Sementara itu, Wakil Ketua Ombudsman RI Lely Pelitasari Soebekty menjelaskan yang dimaksud laporan tembusan adalah warga langsung mengadu kepada instansi yang diadukan, dengan ditembuskan ke Ombudsman.

"Saya melapor dipersulit soal perizinan, ngurus KTP susah. Jadi itu kan Mendagri yang dilaporkan. Surat pengaduan contoh kepada yang terhormat Mendagri, di bawahnya ada surat tembusan kan, tembusan kepada Ombudsman. Jadi melaporkan ke instansi terkait dan ditembuskannya ke Ombudsman. Nanti, jika tidak ditindaklanjuti oleh instansi terkait, baru kami tindak lanjuti," jelas Lely.

Sebelum Juli 2016, lanjutnya, pengaduan dengan tembusan dari instansi pada Ombudsman tidak direspons. Tapi sekarang, untuk peningkatan pelayanan, aduan itu akan direspons.

"Respons dengan mengucapkan terima kasih. Kami sarankan menunggu proses di instansi terkait. Itu sebenarnya surat tembusan bukan kewajiban Ombudsman merespons surat tembusan, tapi untuk pelayanan lebih baik sudah kami respons," papar Lely.

Lantas, apa saja hambatan Ombudsman RI sehingga baru bisa menindaklanjuti 45% dari total aduan warga?

Anggota Ombudsman RI Ninik Rahayu memaparkan ada 3 hambatan utama tentang tindak lanjut laporan warga ini, yakni:

1. Pelapor ketika ingin melapor ada kebutuhan dokumen yang harus dilengkapi, tapi kemudian lama sekali tidak dilengkapi sehingga proses tindak lanjutnya juga menjadi sulit dan lama.

2. Pihak terlapor terkadang tidak selalu segera memberikan klarifikasi, sehingga prosesnya juga menjadi lama. Ombudsman berharap institusi pemerintah kooperatif dalam menjawab dan memberikan klarifikasi agar prosesnya berjalan dengan lancar.

3. Tentang saran dan rekomendasi Ombudsman. Ada contoh kasus rekomendasi Ombudsman yang sampai sekarang tidak ditindaklanjuti.

"Jadi kadang kami memberikan rekomendasi kepada Kemendagri, lalu Kemendagri memberikan rekomendasi menyampaikan rekomendasi tersebut kepada kepala daerah, misalnya.
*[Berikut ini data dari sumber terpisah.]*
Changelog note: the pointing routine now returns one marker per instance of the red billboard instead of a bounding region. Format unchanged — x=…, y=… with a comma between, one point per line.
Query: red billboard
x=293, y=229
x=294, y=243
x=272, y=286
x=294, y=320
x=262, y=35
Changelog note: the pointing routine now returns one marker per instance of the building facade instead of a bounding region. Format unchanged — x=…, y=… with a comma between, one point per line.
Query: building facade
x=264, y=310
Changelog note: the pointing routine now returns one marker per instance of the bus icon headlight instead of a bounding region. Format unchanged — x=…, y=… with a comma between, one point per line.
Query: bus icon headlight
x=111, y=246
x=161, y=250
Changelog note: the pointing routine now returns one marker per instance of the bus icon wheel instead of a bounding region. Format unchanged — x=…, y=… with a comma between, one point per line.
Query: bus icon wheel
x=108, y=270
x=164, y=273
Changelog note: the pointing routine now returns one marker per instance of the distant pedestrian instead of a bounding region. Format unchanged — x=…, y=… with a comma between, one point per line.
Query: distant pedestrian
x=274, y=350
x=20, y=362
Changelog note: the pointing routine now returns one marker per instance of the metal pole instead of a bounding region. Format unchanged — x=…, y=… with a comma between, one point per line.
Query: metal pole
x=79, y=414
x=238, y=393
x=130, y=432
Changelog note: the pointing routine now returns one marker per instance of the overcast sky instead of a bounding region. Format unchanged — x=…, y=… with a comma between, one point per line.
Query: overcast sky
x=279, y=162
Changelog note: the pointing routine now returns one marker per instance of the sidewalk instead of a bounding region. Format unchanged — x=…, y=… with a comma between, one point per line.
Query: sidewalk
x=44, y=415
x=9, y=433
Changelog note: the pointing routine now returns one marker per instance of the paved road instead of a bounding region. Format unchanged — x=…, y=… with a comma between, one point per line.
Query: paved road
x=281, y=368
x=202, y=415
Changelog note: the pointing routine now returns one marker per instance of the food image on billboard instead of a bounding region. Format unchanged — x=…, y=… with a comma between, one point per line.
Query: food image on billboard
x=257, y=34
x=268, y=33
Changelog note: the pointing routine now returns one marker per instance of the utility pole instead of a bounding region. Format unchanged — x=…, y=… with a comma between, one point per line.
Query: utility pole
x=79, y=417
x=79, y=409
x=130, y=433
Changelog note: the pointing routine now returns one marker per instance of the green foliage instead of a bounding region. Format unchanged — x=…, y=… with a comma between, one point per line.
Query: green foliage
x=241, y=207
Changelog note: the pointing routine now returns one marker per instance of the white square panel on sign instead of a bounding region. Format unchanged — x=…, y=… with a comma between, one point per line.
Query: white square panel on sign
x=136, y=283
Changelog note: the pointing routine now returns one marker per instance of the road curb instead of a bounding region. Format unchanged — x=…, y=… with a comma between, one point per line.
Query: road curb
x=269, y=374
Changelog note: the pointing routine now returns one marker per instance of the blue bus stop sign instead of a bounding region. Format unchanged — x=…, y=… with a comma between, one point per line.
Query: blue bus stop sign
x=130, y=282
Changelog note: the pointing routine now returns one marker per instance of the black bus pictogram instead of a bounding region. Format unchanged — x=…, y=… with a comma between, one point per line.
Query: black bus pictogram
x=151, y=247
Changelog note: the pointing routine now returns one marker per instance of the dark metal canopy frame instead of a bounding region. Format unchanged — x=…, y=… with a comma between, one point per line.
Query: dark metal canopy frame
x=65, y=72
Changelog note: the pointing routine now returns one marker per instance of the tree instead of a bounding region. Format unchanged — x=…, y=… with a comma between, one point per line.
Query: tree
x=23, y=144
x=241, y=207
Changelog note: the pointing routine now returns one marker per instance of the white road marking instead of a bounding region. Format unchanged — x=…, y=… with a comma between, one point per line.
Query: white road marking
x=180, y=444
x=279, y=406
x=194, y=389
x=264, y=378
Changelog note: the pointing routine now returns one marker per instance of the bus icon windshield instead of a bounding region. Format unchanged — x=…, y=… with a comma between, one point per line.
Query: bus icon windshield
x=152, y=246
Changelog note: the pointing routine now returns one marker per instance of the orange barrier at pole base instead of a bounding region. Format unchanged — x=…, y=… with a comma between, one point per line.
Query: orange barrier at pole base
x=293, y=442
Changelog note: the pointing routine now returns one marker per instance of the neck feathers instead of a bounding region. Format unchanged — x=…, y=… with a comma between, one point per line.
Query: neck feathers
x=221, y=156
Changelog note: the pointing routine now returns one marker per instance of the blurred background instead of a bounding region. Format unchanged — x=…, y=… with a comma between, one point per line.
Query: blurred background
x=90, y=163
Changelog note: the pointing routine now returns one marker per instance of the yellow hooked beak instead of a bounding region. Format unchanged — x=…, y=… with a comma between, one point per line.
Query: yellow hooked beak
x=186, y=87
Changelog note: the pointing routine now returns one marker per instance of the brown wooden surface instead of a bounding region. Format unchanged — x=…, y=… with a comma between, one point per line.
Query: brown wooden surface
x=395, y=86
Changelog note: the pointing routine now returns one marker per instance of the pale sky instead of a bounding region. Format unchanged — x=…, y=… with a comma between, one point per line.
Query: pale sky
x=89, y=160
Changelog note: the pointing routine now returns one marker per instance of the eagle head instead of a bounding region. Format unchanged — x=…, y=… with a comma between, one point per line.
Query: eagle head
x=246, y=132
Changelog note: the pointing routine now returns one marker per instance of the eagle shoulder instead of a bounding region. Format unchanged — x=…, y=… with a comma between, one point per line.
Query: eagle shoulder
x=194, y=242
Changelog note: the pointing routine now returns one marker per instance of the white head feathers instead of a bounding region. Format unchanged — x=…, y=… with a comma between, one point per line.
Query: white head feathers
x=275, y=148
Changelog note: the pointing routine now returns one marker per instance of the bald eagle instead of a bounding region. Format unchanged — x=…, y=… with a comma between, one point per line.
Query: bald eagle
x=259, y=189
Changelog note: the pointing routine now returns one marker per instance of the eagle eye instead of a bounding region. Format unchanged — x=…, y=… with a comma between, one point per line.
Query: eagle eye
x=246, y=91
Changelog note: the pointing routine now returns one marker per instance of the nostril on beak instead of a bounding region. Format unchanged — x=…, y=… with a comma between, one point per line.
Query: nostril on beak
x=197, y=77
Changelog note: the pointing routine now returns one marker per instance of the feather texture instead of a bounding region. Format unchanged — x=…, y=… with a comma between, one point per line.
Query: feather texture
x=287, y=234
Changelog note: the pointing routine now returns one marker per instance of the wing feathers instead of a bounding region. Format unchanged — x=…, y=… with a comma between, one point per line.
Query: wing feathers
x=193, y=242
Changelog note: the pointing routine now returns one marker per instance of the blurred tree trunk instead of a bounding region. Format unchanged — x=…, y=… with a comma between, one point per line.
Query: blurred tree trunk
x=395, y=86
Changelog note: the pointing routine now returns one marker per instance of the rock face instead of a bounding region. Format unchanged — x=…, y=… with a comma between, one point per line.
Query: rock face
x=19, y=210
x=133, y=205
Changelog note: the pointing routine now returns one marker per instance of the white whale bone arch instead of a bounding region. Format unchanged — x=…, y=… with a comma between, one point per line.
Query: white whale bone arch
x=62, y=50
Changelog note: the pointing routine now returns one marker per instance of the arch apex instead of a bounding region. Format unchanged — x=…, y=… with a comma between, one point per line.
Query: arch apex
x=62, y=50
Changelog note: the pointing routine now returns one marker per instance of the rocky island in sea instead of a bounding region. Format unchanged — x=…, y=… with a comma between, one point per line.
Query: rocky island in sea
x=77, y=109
Nah, kepala daerah ini nggak atau tidak mau menjalankan rekomendasi tersebut. Jadi bukan rekomendasi Ombudsman yang tidak dijalankan, tapi perintah dari Kemendagri juga tidak diindahkan," keluhnya.

Karena itu, lanjut Ninik, Ombudsman berharap tentang percepatan pelaksanaan rekomendasi pembinaan Kemendagri bisa diluncurkan dalam rangka otonomi daerah.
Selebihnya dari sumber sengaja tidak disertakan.